Ultima Online and the History of Sharding

Have you heard of sharding a database? Of course you have. Do you know where the term comes from? Someone asked me this at a cocktail party recently. I gave it my best shot.

“The earliest I remember was Google engineers using it to describe the architecture of some things,” I said. “That would have been about 2006.”

“Nope. Much earlier than that,” said my new friend.

I pondered. “Well, I guess there was the famous LiveJournal architecture article about MySQL. That was, I dunno, 2003?”

The person then told me the following history. I can neither confirm nor deny it; what do you know about it?

Years ago there was a game called Ultima Online. It….

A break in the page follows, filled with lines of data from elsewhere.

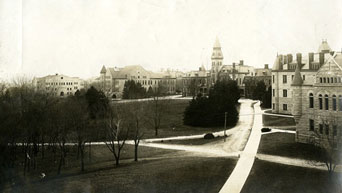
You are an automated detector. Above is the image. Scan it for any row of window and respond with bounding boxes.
[309,119,338,136]
[272,75,306,84]
[272,89,288,97]
[46,82,78,86]
[309,93,342,111]
[318,77,342,84]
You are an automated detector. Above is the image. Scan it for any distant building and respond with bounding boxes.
[33,74,84,97]
[99,65,177,98]
[182,38,256,96]
[272,40,342,146]
[243,64,272,99]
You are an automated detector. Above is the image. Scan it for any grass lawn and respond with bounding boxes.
[258,132,324,161]
[117,99,233,139]
[241,159,342,193]
[262,114,295,127]
[163,136,228,145]
[3,144,237,193]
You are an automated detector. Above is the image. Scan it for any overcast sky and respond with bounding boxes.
[1,0,342,80]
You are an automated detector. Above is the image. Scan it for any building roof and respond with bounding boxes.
[272,55,281,70]
[100,65,107,73]
[214,37,221,48]
[318,40,332,53]
[291,63,303,86]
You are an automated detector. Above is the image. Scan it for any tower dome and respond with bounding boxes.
[318,40,331,53]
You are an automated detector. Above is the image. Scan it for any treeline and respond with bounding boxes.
[0,81,168,184]
[183,80,240,127]
[122,80,168,99]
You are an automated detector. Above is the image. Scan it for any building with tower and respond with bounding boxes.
[211,37,224,84]
[272,40,342,147]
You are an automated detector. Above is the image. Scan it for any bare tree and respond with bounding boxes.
[105,104,129,166]
[127,102,145,161]
[308,116,342,173]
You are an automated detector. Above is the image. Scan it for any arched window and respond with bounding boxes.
[332,95,337,111]
[309,93,314,108]
[323,78,326,83]
[331,77,333,83]
[339,95,342,111]
[319,94,323,110]
[325,94,329,110]
[320,77,322,83]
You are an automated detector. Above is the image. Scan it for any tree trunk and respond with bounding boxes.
[134,144,138,161]
[80,146,84,171]
[88,142,91,162]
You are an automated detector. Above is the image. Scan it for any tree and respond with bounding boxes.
[105,104,129,166]
[122,80,146,99]
[126,102,145,161]
[183,80,239,127]
[146,86,170,136]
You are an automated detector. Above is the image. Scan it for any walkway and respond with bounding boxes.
[256,153,342,172]
[219,101,262,193]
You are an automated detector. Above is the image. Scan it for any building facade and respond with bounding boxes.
[272,40,342,146]
[33,74,84,97]
[98,65,177,98]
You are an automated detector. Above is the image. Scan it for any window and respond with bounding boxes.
[283,104,288,111]
[325,94,329,110]
[303,75,305,81]
[339,95,342,111]
[331,77,333,83]
[327,78,330,83]
[272,89,275,97]
[319,124,323,134]
[319,94,323,109]
[272,103,275,110]
[272,75,275,83]
[325,124,329,135]
[283,89,287,97]
[309,119,314,131]
[291,75,294,80]
[333,125,337,136]
[283,75,287,83]
[323,78,326,83]
[333,95,337,111]
[320,77,322,83]
[309,93,314,108]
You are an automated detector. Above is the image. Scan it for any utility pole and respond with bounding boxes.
[224,112,227,141]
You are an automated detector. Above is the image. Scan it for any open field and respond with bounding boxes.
[2,144,237,193]
[258,132,324,161]
[262,113,296,127]
[241,159,342,193]
[114,99,233,139]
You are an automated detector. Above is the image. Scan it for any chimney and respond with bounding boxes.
[264,64,269,69]
[296,53,302,65]
[287,54,293,63]
[319,52,325,66]
[308,53,314,64]
[283,55,288,64]
[239,60,244,66]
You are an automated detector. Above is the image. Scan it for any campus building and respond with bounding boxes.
[99,65,178,98]
[182,38,256,96]
[272,40,342,146]
[33,74,84,97]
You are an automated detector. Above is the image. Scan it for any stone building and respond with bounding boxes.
[99,65,177,98]
[272,40,333,115]
[33,74,84,97]
[243,64,272,99]
[272,40,342,146]
[182,38,255,96]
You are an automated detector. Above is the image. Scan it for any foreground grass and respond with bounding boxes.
[262,113,295,127]
[2,144,237,193]
[241,159,342,193]
[3,146,237,193]
[258,133,324,161]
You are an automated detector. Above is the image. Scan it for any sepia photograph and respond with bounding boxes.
[0,0,341,192]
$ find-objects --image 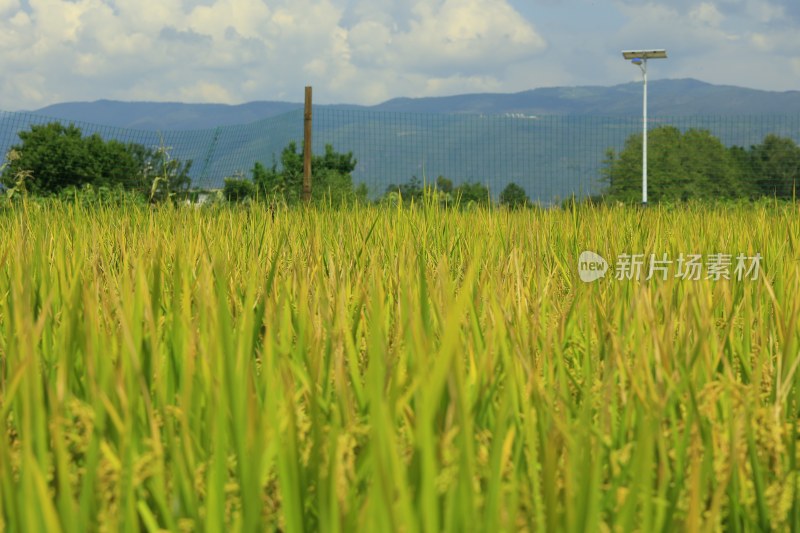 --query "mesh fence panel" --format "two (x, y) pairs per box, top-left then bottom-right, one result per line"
(1, 108), (799, 203)
(0, 109), (303, 191)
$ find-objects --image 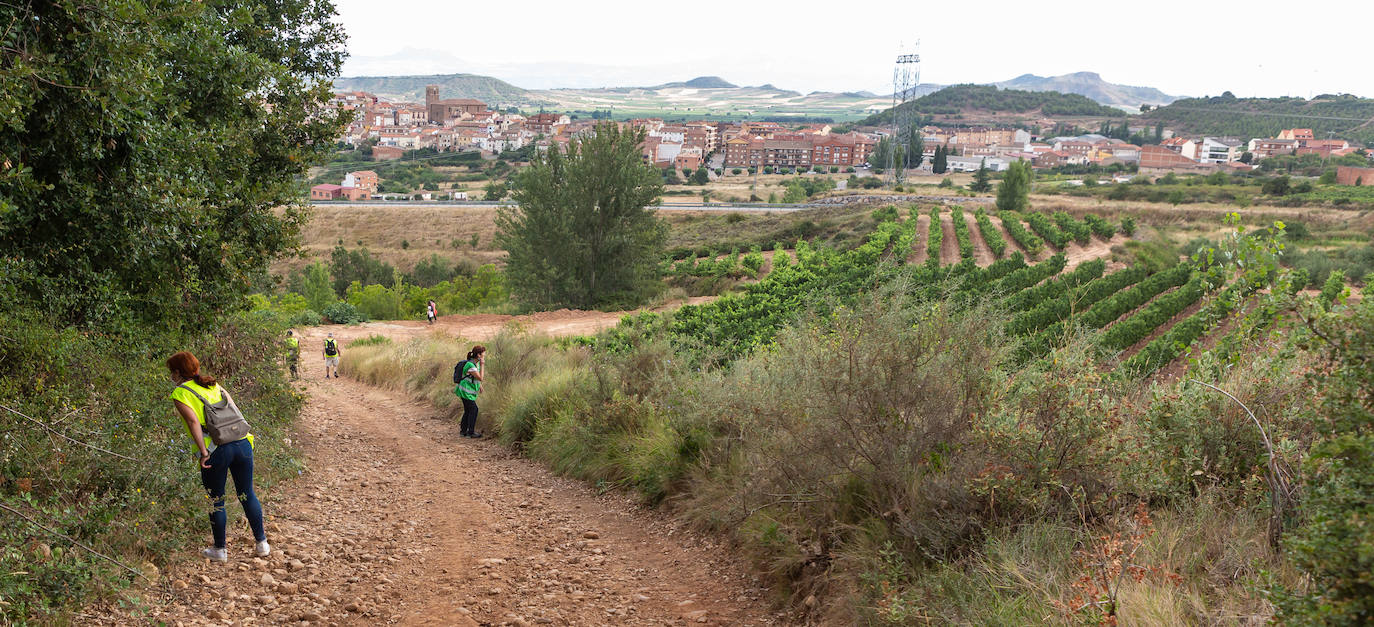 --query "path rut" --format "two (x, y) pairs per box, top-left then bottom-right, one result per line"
(94, 328), (779, 626)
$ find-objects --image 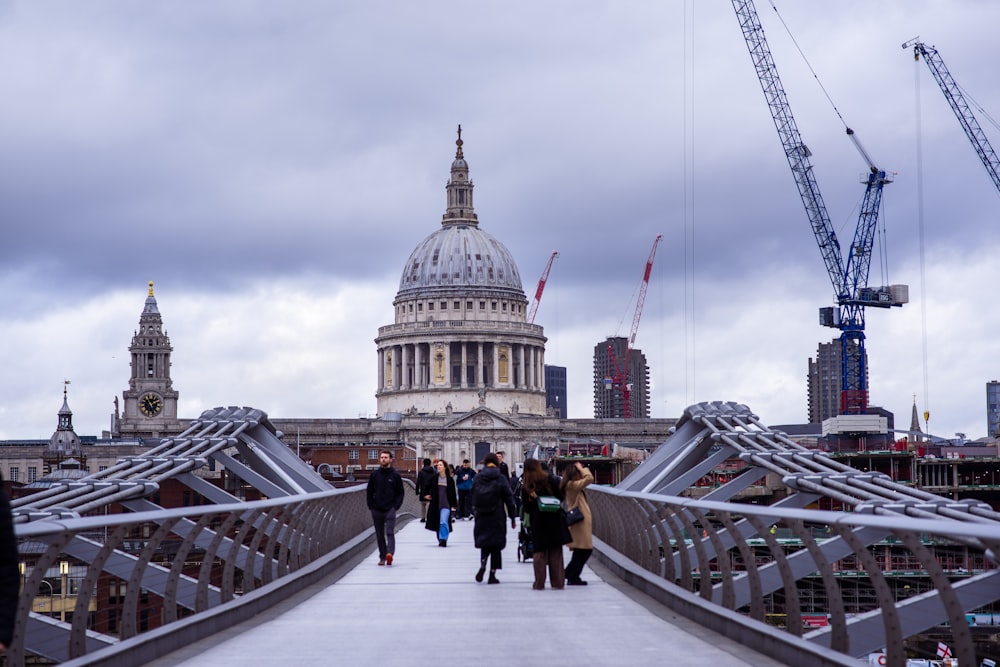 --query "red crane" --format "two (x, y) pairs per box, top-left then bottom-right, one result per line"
(527, 250), (559, 324)
(605, 235), (662, 418)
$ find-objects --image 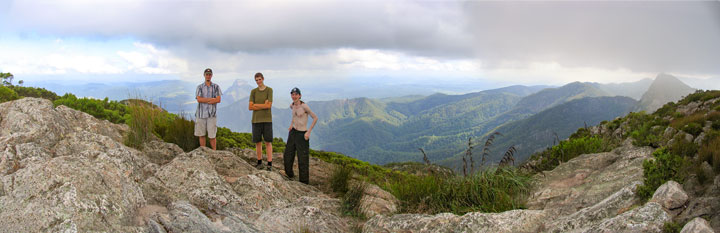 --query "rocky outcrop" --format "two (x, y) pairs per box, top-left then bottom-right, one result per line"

I broke in. “Hey! In 1995 my brother and I were staff members at a Boy Scout Camp, and one of the other staff members had a game called Ultima Underworld on his PC. It was addictive. Any relationship?”

“Yes, it was a predecessor to Ultima Online.”

“Oh,” I said. “Well, that’s basically the last game I’ve ever played. But please go on.”

Ultima Online was early in the Internet age – late nineties, I think. They knew they were going to have a lot more traffic than they could handle with one server, no matter how big it was. The only solution that presented itself was to run lots of small instances of the game. But that would impact the game play itself. What to do?

The answer was to work it into the storyline of the game itself. The world in the game was said to have been broken into shards. Not the database – the world itself. That was part and parcel of the game. Some gemstone had been broken into shards and reality was broken along with it.

True? False? It’s easy to verify that the storyline is true, but is this how we ended up with “sharding” in the database world, especially in MySQL?

Note: I’m paraphrasing the conversation from the cocktail party. My memory isn’t that good.